STRETCHING/MOBILITY – Yoga or just doing your own stretching routine will help keep you agile enough to move well and utilise your strength through greater range of motion. Don’t underestimate mobility, in life or in athletic performance. Just imagine really tight, limited hips, on fatigued legs 2/3rds through an event and then you want to jump or step high up onto the tree that’s fallen across the trail, and you’re the ‘Tinman’ from Oz!?!?

MENTAL TOUGHNESS/MINDSET – Especially going into longer and longer events, your frame of mind and mental toughness will play a greater role in your ability to achieve your goals. The body sends your brain warning signals to back off well before you reach your actual physical limitations. It’s always worried you’ll go too far and hurt yourself so it tells you quite early on to back off. We can give up early in training or DNF an event by listening to the early warning signals. (Obviously some warning signals need to be listened to, I don’t want you lot going silly and breaking yourselves) Learning to really be in tune with our upper mental and physical limits we can better push through, closer to our performance ceiling.
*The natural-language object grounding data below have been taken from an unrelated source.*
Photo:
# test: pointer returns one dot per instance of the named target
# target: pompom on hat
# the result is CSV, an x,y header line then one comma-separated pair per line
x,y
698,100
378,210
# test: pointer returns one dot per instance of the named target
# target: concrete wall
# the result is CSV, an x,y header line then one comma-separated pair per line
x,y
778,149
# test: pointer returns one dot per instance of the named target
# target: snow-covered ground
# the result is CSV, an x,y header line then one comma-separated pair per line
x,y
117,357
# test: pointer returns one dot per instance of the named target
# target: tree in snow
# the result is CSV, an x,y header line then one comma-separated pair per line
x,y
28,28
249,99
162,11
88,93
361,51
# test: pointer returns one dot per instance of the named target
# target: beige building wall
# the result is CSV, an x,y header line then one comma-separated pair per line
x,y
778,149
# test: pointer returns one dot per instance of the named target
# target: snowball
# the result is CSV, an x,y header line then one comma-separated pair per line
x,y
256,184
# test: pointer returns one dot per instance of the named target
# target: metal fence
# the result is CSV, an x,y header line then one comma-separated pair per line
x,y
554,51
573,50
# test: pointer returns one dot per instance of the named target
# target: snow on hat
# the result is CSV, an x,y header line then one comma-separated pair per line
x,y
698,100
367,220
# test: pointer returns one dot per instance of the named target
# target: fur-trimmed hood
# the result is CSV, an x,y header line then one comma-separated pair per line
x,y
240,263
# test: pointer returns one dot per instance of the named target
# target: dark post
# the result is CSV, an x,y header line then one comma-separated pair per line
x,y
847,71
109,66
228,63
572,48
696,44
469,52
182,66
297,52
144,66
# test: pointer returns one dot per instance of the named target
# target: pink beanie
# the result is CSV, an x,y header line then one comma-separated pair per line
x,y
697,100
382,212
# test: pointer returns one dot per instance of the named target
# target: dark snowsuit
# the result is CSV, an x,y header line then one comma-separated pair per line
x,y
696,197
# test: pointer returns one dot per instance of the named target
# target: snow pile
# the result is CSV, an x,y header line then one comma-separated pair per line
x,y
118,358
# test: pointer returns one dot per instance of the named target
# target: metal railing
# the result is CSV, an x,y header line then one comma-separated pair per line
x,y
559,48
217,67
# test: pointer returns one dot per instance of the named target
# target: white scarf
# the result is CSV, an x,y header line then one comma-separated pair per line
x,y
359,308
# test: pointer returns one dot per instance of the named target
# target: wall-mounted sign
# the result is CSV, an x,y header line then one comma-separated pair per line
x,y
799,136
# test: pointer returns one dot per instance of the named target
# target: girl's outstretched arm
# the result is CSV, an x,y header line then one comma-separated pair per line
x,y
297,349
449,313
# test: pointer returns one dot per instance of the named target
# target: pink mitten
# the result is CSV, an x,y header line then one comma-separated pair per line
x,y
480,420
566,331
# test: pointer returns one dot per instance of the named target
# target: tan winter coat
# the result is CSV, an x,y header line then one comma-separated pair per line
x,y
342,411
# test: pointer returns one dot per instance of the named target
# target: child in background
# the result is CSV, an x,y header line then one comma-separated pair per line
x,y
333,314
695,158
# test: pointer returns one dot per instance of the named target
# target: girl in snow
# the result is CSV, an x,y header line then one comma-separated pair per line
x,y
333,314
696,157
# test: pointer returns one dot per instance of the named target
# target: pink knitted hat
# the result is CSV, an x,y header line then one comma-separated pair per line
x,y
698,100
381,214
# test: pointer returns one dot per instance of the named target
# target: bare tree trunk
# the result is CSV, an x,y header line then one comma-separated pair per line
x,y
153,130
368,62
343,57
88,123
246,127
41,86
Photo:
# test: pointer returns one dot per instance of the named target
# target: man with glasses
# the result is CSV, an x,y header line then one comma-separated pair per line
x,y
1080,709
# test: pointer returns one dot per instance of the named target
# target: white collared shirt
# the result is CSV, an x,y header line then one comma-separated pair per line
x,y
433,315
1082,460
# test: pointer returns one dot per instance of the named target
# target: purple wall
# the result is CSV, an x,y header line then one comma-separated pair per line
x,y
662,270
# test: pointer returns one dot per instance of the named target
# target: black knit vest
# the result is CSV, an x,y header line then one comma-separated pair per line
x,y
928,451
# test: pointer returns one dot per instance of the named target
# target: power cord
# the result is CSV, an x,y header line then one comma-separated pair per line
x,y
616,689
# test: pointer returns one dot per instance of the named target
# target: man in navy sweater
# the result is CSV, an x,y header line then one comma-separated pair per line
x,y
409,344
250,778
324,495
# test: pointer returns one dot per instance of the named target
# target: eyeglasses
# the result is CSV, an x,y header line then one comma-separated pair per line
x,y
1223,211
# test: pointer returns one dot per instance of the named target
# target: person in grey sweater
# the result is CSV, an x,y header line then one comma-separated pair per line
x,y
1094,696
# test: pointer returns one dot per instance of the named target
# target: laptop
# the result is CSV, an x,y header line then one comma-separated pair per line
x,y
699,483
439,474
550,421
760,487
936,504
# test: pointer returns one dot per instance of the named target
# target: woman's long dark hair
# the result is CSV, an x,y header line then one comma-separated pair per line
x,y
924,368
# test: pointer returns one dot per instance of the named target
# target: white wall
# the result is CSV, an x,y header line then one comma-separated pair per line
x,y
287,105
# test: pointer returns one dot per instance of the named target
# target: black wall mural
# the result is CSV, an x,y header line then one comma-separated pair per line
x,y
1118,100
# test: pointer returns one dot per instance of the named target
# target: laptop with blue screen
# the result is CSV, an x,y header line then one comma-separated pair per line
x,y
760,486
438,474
Easier to say than do I know. Separate from training, meditation/mindfulness sessions can be useful in help to calm and focus the mind, so in training or events it can better asses your situation. During training you can build mental toughness by deliberately throwing yourself some ‘curveballs’. Do some things, add some elements to agitate yourself, like stepping in the puddle with one foot and try to remain calm through the next 3km of squelching shoe and sock on one side. Don’t push out the air bubble in your hydration pack and ignore the noise it makes. When you come across a section of trail you find extremely hard, do more repeats of it rather than sigh a relief and move past it. Run with someone that will tell you every Covid hotspot and go on about the whole situation the whole run and try not to push them into the shrub. You want to learn to appreciate the extra challenges (“learn to love it” never really happens, but you can definitely learn to appreciate it) because through stress and challenge the greatest improvements come and this is what it’s all about, greater adaptations for greater performance.

These are some examples of types of training sessions, different ways to focus your efforts that you can include in you training program, think about you priorities.

In future posts I’ll continue to go more in depth about different training styles/sessions. Next post I write on Programming, I’ll discuss building the structure of you plan, how you can fit it all together. Trust me it’ll start to actually look like a training plan soon. In the mean time you can start implementing some of these ideas into you current routine.